# Nanü ein kleiner Molch?



## docmatze (23. Aug. 2012)

Hallo,

gestern habe ich mal wieder meinen Vorfilter gesäubert und was schwimmt da plötzlich an der Oberfläche?
Schein ein Molch zu sein 
Irgendwie schon unheimlig was sich in so einer kurzen Zeit am und im Teich versammelt hat.
Ich nehme mal an das der nicht zugewandert ist sondern hier wohl geboren wurde oder?

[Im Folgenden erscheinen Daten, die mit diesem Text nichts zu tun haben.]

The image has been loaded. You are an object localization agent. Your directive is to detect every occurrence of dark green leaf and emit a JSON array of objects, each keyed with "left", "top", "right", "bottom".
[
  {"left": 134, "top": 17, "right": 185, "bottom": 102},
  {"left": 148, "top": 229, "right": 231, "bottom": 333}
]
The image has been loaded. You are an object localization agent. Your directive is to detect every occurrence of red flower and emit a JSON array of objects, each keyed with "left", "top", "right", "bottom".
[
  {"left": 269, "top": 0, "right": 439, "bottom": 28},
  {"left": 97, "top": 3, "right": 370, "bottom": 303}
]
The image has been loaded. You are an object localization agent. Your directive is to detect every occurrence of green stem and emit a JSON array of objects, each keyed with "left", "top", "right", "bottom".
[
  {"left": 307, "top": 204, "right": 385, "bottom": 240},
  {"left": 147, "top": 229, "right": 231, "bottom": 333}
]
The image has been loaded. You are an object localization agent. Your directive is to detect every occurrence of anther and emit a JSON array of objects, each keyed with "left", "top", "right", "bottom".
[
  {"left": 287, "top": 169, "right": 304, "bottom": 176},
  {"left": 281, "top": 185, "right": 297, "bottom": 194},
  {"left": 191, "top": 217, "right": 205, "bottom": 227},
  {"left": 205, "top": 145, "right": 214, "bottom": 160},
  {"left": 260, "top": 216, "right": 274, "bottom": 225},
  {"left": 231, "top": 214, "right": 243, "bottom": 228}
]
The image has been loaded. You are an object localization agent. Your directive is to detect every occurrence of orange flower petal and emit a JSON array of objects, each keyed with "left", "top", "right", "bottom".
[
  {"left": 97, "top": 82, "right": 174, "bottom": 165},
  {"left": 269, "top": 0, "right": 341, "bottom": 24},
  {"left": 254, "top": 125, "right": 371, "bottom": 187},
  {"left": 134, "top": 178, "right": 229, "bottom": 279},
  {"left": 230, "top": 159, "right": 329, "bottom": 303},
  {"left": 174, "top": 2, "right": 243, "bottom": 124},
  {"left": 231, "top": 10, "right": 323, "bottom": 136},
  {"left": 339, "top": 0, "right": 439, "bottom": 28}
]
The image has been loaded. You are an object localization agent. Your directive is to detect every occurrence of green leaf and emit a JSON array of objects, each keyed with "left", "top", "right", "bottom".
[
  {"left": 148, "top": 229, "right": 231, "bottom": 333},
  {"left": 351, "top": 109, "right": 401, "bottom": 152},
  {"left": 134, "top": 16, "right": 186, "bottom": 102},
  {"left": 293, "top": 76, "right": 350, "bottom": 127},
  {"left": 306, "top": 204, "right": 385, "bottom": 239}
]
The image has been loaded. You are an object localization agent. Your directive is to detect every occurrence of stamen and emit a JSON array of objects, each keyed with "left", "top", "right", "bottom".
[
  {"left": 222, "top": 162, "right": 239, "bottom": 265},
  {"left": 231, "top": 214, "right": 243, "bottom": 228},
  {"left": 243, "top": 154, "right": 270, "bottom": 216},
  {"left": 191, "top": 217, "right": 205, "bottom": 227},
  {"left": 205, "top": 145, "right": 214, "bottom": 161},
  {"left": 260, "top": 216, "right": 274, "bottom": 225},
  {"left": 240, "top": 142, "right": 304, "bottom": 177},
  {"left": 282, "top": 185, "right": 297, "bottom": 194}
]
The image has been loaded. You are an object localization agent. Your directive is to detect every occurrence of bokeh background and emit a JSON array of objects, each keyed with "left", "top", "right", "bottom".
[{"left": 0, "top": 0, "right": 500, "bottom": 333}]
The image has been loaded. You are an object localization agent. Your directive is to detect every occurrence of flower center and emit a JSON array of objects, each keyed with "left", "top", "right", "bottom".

Naja auf alle Fälle war das ein freudiges Ereignis.

Grüße
Matze


----------



## Stoer (23. Aug. 2012)

*AW: Nanü ein kleiner Molch?*

Sieht super aus Dein Kleiner !!!!!!!


----------



## Knoblauchkröte (23. Aug. 2012)

*AW: Nanü ein kleiner Molch?*

Hi Matze,

das ist ein junger __ Teichmolch der noch nicht so lange aus dem Wasser draußen ist. Da waren wohl schon ein paar adulte __ Molche im Frühjahr im Teich am wedeln und hinterherschwimmen

MfG Frank


----------



## elkop (23. Aug. 2012)

*AW: Nanü ein kleiner Molch?*

der ist richtig herzig, der kleine


----------



## Springmaus (23. Aug. 2012)

*AW: Nanü ein kleiner Molch?*

Hallo,

ich will auch __ Molche toll


----------



## docmatze (24. Aug. 2012)

*AW: Nanü ein kleiner Molch?*

Hallo,

ja der ist doch ein niedlicher Geselle 
Es ist immer wieder schön die neuen Dinge am Teich zu entdecken, und wenn dann noch so Qualifizierte Mitglieder hier sind die dann noch den Wissensdurst löschen 

Grüße
Matze


----------



## Moonlight (24. Aug. 2012)

*AW: Nanü ein kleiner Molch?*

Wie niedlich 

Ich auch haben will ... 

Mandy


----------



## docmatze (24. Aug. 2012)

*AW: Nanü ein kleiner Molch?*

Nein,nein,nein,nein...den gibts nicht!
Er ist hier Ordnungsgemäß angemeldet und gehört zur Familie 
Auch nicht seine Brüder,Schwestern und Kinder und Kindeskinder,Schwäger,Tanten Onkel u.s.w

Grüße
Matze


----------



## Antonia (24. Aug. 2012)

*AW: Nanü ein kleiner Molch?*

Der sieht niedlich aus.


----------



## Moonlight (24. Aug. 2012)

*AW: Nanü ein kleiner Molch?*



docmatze schrieb:


> Nein,nein,nein,nein...den gibts nicht!



Schade 

Mandy


----------



## RiffRaff (12. März 2014)

Hallo,

das gleiche habe ich heut auch gedacht: nanü, ein kleiner Molch!!! 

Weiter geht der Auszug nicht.